Sep 30, 2002 8:12 PM
|I'm a college freshman who has become incredibly interested in road biking and bike racing. I came from Tennessee, where the hills make it really hard to get into the sport, but I have always enjoyed it. Now, I'm in Maryland and the riding is great. The problem is that right now I'm riding a Specialized Crossroads hybrid that is way too small for me. The bike has 700X28 tires on it, so it sort of works for road purposes, but I'm looking for something a little better. I don't have too much money to spend, but am interested in getting something good. I've been looking at the Specialized Allez and they sound like great bikes, but I really don't know. Any advice you have for a beginner would be appreciated, specifically what's good or bad and what's important or not.
Sep 30, 2002 8:31 PM
|A Specialized Allez would be better than what you have now, if you get one that fits. There are so many good affordable bikes with so many wheel and component choices that it's easy to get confused and think it's not worth the time.

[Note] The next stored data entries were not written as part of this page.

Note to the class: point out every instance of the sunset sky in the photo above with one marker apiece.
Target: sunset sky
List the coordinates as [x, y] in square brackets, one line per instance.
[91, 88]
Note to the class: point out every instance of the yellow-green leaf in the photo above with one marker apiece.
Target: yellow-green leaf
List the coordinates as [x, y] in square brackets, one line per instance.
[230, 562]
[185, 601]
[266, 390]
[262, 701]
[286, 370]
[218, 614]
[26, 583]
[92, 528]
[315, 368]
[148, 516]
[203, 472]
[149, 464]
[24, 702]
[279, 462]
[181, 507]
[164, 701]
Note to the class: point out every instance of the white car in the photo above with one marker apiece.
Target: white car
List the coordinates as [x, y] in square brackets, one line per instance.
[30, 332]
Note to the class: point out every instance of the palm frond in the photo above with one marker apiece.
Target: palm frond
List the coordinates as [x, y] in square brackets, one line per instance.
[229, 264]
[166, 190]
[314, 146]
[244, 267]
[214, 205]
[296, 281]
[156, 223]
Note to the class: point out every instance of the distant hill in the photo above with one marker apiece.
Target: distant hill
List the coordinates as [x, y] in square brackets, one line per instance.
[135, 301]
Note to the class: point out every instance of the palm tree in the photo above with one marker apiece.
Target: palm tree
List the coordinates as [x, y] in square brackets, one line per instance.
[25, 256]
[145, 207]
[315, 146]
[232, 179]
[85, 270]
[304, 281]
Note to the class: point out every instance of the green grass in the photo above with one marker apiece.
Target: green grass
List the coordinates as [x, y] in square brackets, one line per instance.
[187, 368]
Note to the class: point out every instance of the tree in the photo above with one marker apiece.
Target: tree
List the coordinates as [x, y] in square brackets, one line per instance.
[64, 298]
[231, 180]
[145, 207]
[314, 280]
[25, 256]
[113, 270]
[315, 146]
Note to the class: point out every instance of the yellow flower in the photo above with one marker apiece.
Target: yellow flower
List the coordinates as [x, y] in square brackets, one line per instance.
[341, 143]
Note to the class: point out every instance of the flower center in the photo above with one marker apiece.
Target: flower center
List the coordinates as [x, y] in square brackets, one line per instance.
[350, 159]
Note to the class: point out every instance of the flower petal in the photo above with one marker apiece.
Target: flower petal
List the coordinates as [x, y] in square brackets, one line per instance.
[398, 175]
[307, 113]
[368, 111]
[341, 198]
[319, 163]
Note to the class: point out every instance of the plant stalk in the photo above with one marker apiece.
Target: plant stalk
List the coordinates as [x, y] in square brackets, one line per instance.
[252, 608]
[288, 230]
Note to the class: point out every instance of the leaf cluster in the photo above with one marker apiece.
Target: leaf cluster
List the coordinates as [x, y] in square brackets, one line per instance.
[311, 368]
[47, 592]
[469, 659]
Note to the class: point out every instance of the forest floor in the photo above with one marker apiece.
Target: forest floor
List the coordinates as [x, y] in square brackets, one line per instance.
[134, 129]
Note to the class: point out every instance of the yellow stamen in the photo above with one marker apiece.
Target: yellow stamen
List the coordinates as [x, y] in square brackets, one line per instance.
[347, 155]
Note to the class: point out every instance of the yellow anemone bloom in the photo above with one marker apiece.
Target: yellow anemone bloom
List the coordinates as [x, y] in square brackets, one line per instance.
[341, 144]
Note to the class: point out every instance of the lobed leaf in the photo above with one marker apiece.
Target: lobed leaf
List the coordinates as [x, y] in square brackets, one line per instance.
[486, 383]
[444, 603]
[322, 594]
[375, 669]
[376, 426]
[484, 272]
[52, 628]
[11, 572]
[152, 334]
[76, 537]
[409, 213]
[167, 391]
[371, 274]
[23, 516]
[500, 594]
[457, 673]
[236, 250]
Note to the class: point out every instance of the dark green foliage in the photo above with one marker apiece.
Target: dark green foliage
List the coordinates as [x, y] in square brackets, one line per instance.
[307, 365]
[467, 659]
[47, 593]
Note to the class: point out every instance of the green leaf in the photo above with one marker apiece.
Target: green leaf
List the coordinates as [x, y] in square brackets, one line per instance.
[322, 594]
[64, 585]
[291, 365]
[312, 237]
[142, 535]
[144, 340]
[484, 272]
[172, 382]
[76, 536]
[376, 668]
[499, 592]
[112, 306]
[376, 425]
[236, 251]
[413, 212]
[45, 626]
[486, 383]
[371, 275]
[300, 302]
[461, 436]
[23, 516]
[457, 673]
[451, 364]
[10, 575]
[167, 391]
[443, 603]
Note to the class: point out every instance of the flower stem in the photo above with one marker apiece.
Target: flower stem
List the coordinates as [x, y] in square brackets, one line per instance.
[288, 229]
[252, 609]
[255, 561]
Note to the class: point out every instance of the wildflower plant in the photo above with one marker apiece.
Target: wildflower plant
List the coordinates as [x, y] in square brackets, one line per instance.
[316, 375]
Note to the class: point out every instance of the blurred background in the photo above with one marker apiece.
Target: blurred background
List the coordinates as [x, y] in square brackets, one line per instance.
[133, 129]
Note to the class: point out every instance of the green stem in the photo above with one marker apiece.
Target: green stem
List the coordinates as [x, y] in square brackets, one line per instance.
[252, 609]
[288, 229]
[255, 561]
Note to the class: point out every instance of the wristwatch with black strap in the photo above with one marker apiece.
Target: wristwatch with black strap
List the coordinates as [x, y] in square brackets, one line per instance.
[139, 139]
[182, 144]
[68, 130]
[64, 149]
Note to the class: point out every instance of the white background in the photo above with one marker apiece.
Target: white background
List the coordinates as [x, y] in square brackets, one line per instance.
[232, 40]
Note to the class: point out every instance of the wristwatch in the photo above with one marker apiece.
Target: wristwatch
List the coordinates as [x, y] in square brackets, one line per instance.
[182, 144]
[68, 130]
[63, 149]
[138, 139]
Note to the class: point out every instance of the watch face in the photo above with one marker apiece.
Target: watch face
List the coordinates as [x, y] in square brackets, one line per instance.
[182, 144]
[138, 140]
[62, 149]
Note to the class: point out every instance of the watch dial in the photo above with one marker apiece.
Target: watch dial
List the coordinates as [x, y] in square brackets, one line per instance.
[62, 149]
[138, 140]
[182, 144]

Right now, your time is best spend figuring out what size bike you need. There are lots of sites that can help you. Here's one-
When you know what size bike you will need, you can open yourself up to looking at used bikes. There's plenty here in the this site's classified section.
I'll only give you one specific thing to buy. A good maintenance book called Zinn & the Art of Road Bike Maintenance. If you know how your bike works, and how to fix it, you can save a lot of money.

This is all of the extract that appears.